Is this really neutral, everyday terminology?


Let’s say a neurotypical (not just non-autistic, but neurologically typical) child is born. Call her Kate.When Kate is born, she can’t walk, talk, understand what is said to her, or feed herself. Being that this is the case, her parents are well-armed with early intervention and treatment strategies. She gets Breastfeeding Intervention, and later immense, unprecedented progress is made and she graduates to being spoon-fed. She gets Speech Therapy every day in the form of talking to her all the time in a particular specialized way designed to elicit interest, understanding, and speech. Her treatment also includes giving her interesting toys to treat her incredible lack of fine motor skills and to hone her perceptual skills and eye-hand coordination, as well as many other interventions.

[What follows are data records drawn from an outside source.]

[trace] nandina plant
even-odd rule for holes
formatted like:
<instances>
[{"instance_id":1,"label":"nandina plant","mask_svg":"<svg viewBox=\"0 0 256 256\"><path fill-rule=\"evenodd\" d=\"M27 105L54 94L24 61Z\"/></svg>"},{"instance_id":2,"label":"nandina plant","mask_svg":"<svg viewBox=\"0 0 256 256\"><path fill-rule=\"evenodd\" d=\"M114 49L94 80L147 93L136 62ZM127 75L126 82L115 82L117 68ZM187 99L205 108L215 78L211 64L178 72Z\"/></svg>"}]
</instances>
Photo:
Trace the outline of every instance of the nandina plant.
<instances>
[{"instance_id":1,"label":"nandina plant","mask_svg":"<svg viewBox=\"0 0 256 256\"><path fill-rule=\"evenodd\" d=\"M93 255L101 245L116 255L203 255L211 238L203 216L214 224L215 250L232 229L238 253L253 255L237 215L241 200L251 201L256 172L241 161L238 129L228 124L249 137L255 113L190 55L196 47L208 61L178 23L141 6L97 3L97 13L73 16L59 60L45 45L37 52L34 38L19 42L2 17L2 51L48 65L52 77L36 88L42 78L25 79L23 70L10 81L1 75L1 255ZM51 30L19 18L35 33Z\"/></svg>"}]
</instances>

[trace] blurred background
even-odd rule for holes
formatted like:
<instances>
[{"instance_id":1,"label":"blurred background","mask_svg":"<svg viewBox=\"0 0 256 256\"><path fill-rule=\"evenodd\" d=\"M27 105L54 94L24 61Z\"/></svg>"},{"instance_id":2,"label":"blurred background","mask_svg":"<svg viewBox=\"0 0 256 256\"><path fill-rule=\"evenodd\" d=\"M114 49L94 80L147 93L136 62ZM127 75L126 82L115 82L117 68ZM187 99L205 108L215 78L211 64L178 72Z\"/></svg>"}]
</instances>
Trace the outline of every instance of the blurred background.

These early intervention and treatment strategies are successful, and she eventually begins to walk, talk, and feed herself. But there is a lot she does not know about the world that she lives in. Beginning at the age of four, she is sent to a taxpayer-funded institution for several hours a day of intensive therapy designed to teach her about various aspects of the world. This treatment is wildly successful and in a few years she can read, write, add, subtract, and so forth, and is even capable of comprehending some amount of science and history.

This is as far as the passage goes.